Domestic Regulation. GATS Article VI-4 (b) states that measures relating to, among other things, licensing requirements should be "not more burdensome than necessary to ensure the quality of the service." This provision, the specifics of which are still to be negotiated, has the potential for placing a tremendous burden on California regulators and appointed and elected officials to show that any ruling or regulation to protect coastal resources is "not more burdensome than necessary." This can also impact land use regulation related to protecting coastal resources, as well as regulations to protect the coastal rivers

Note that there is no consideration here on the burden on the environment or on coastal resources. The burden is on the ability of companies like Alaska Water Exports to provide the "service" of collecting water and transporting it to another location for sale. How then, in this context, can the Coastal Commission carry out the goal stated repeatedly in the "Letters of Protest" which is to find the "least environmentally damaging feasible alternative that best protects coastal resources and other public trust uses" ?

It is important to note that GATS, unlike GATT, does not provide for a general exception based on the conservation of exhaustible natural resources. Instead it just retains the GATT exemption relating to protecting "human, animal or plant life or health," which is a much weaker standard

This rule applies even if the domestic regulation does not discriminate against foreign investors. And perhaps most important, the language of this article does not relate just to foreign service providers.

Further, the language can be interpreted to apply to trade within a country. If any such challenge were brought before a WTO trade dispute panel by another member country, California would not have the right to represent itself before the panel.

Clearly, approving even one application to collect water for human use and transport it in bladder s starts California down a dangerous slope into the tumultuous waters of GATS where California's regulatory authority could be severely hampered.

DOHA MINISTERIAL DECLARATION ON ENVIRONMENTAL SERVICES: Finally at the Fourth Ministerial in Doha, the Ministerial Declaration included language calling for "the reduction or, as
appropriate, elimination of tariff and non-tariff barriers to environmental goods and services" (Article 31-iii). "Non-tariff barriers" refers to all kinds of government laws and regulations outside the realm of trade such as environmental standards. With the EU's unchallenged classification of water collection and distribution as an environmental service, water collection and distribution service corporations stand to benefit from removal of non-tariff barriers. Once again, your authority in protecting the California coast could be eroded.

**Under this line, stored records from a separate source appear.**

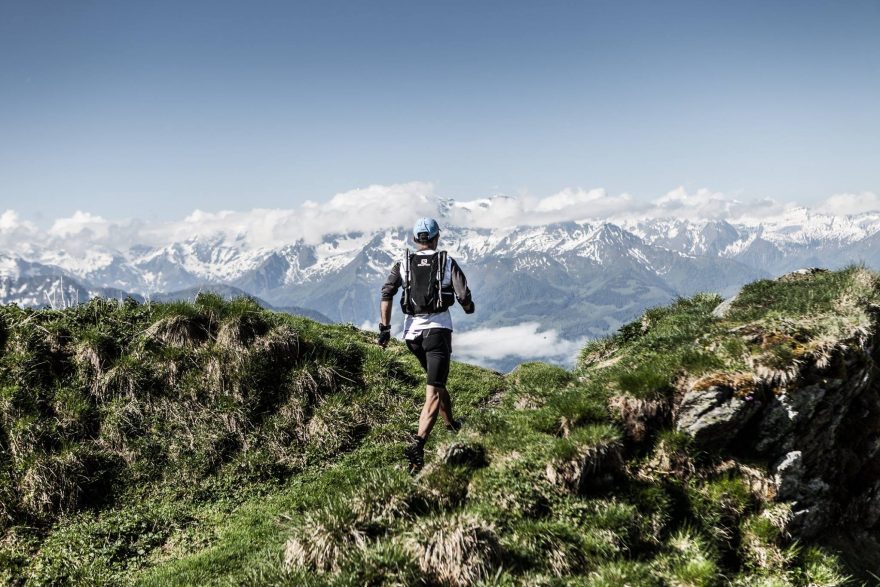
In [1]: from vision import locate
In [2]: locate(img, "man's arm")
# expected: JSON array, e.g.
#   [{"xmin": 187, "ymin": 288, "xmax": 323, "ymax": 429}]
[
  {"xmin": 450, "ymin": 259, "xmax": 475, "ymax": 314},
  {"xmin": 377, "ymin": 262, "xmax": 402, "ymax": 346},
  {"xmin": 380, "ymin": 299, "xmax": 393, "ymax": 328}
]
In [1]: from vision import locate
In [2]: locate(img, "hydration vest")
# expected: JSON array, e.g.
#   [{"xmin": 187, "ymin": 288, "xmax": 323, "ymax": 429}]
[{"xmin": 400, "ymin": 250, "xmax": 455, "ymax": 315}]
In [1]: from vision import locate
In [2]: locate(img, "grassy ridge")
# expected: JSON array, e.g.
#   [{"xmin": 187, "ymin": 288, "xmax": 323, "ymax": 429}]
[
  {"xmin": 1, "ymin": 267, "xmax": 876, "ymax": 585},
  {"xmin": 0, "ymin": 294, "xmax": 500, "ymax": 585}
]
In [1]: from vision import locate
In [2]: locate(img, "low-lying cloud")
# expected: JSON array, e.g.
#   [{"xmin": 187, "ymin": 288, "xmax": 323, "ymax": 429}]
[
  {"xmin": 815, "ymin": 192, "xmax": 880, "ymax": 217},
  {"xmin": 358, "ymin": 320, "xmax": 584, "ymax": 370},
  {"xmin": 452, "ymin": 322, "xmax": 585, "ymax": 368},
  {"xmin": 2, "ymin": 184, "xmax": 878, "ymax": 257}
]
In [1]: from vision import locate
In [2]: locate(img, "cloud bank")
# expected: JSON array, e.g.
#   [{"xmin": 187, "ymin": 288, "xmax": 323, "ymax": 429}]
[
  {"xmin": 453, "ymin": 323, "xmax": 585, "ymax": 367},
  {"xmin": 815, "ymin": 192, "xmax": 880, "ymax": 217},
  {"xmin": 2, "ymin": 184, "xmax": 878, "ymax": 256}
]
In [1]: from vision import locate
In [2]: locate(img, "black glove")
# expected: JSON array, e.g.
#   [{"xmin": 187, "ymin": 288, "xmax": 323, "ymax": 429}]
[
  {"xmin": 462, "ymin": 301, "xmax": 475, "ymax": 314},
  {"xmin": 376, "ymin": 323, "xmax": 392, "ymax": 347}
]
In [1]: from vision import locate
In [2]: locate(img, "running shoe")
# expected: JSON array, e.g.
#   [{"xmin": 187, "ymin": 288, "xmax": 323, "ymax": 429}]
[{"xmin": 404, "ymin": 436, "xmax": 425, "ymax": 475}]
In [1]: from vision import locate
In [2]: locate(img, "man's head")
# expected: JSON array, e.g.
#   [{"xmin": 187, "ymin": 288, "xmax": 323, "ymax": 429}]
[{"xmin": 412, "ymin": 217, "xmax": 440, "ymax": 250}]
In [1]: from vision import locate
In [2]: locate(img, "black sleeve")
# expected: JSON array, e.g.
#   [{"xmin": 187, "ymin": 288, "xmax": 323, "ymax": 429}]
[
  {"xmin": 449, "ymin": 259, "xmax": 473, "ymax": 306},
  {"xmin": 380, "ymin": 262, "xmax": 403, "ymax": 300}
]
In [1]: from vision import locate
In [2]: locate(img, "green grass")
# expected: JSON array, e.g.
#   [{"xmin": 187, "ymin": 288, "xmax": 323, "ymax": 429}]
[{"xmin": 1, "ymin": 268, "xmax": 875, "ymax": 585}]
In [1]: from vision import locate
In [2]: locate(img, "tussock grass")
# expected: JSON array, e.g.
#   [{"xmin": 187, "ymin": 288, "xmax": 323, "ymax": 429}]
[
  {"xmin": 509, "ymin": 519, "xmax": 593, "ymax": 576},
  {"xmin": 340, "ymin": 539, "xmax": 422, "ymax": 587},
  {"xmin": 283, "ymin": 499, "xmax": 370, "ymax": 572},
  {"xmin": 653, "ymin": 528, "xmax": 720, "ymax": 586},
  {"xmin": 409, "ymin": 513, "xmax": 504, "ymax": 587},
  {"xmin": 1, "ymin": 268, "xmax": 870, "ymax": 585},
  {"xmin": 145, "ymin": 313, "xmax": 210, "ymax": 348},
  {"xmin": 216, "ymin": 311, "xmax": 271, "ymax": 350},
  {"xmin": 0, "ymin": 296, "xmax": 431, "ymax": 584},
  {"xmin": 586, "ymin": 560, "xmax": 660, "ymax": 586},
  {"xmin": 467, "ymin": 456, "xmax": 554, "ymax": 519},
  {"xmin": 544, "ymin": 423, "xmax": 623, "ymax": 494},
  {"xmin": 419, "ymin": 463, "xmax": 473, "ymax": 511}
]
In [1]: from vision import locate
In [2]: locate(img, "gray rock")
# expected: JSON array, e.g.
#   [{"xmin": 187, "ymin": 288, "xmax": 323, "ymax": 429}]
[
  {"xmin": 439, "ymin": 442, "xmax": 488, "ymax": 469},
  {"xmin": 711, "ymin": 291, "xmax": 740, "ymax": 318},
  {"xmin": 775, "ymin": 267, "xmax": 827, "ymax": 282},
  {"xmin": 545, "ymin": 440, "xmax": 624, "ymax": 494},
  {"xmin": 676, "ymin": 385, "xmax": 762, "ymax": 449},
  {"xmin": 773, "ymin": 451, "xmax": 805, "ymax": 499},
  {"xmin": 755, "ymin": 384, "xmax": 828, "ymax": 453},
  {"xmin": 675, "ymin": 332, "xmax": 880, "ymax": 540}
]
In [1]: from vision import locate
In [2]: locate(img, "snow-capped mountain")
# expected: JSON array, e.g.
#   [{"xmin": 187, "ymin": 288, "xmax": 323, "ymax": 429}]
[{"xmin": 3, "ymin": 204, "xmax": 880, "ymax": 352}]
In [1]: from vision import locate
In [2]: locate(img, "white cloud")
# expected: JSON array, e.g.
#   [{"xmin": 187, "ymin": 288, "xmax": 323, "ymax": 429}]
[
  {"xmin": 140, "ymin": 181, "xmax": 437, "ymax": 247},
  {"xmin": 49, "ymin": 211, "xmax": 111, "ymax": 238},
  {"xmin": 0, "ymin": 210, "xmax": 37, "ymax": 234},
  {"xmin": 453, "ymin": 322, "xmax": 585, "ymax": 366},
  {"xmin": 0, "ymin": 183, "xmax": 873, "ymax": 262},
  {"xmin": 534, "ymin": 187, "xmax": 638, "ymax": 217},
  {"xmin": 815, "ymin": 192, "xmax": 880, "ymax": 216},
  {"xmin": 0, "ymin": 210, "xmax": 40, "ymax": 255},
  {"xmin": 649, "ymin": 187, "xmax": 792, "ymax": 222},
  {"xmin": 448, "ymin": 188, "xmax": 641, "ymax": 229},
  {"xmin": 445, "ymin": 186, "xmax": 796, "ymax": 229}
]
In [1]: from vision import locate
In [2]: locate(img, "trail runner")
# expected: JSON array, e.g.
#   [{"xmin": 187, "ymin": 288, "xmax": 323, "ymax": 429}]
[{"xmin": 376, "ymin": 217, "xmax": 475, "ymax": 474}]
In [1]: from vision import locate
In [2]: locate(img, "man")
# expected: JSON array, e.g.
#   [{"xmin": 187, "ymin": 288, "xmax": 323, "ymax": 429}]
[{"xmin": 377, "ymin": 217, "xmax": 475, "ymax": 474}]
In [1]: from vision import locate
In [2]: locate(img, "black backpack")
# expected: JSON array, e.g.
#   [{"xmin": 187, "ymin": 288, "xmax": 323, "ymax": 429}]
[{"xmin": 400, "ymin": 250, "xmax": 455, "ymax": 315}]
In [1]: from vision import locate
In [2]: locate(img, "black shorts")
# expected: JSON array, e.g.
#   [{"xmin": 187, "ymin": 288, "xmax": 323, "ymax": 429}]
[{"xmin": 405, "ymin": 328, "xmax": 452, "ymax": 387}]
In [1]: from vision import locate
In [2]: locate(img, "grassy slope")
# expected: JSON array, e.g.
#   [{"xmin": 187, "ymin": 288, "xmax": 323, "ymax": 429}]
[
  {"xmin": 0, "ymin": 294, "xmax": 502, "ymax": 585},
  {"xmin": 1, "ymin": 267, "xmax": 877, "ymax": 585}
]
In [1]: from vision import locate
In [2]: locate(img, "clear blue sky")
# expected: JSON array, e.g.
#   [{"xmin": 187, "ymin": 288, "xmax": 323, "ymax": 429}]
[{"xmin": 1, "ymin": 0, "xmax": 878, "ymax": 222}]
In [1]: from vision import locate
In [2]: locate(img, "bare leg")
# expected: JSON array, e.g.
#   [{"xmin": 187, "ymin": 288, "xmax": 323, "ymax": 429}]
[
  {"xmin": 438, "ymin": 386, "xmax": 454, "ymax": 426},
  {"xmin": 417, "ymin": 384, "xmax": 454, "ymax": 439}
]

FREE TRADE AREA OF THE AMERICAS: Since the FTAA is under current negotiation, we will limit our comments to noting that the USTR is pressing for a comprehensive services chapter to include all services unless specifically exempted by individual member countries. It is expected that the United States will also press for stronger provisions than outlined above for GATS.

Additionally, there is debate as to whether an investor-to-state dispute resolution provision similar to NAFTA Chapter 11 should be included.

In closing, we recommend that the Coastal Commission examine the trade-related issues we have raised with great care and thoroughness and include these findings in the protest letters to be sent to the Water Resources Control Board concerning the proposed diversion of water from the Gualala and Albion rivers and the use of polyfiber bags to engage in the trade in water for human use.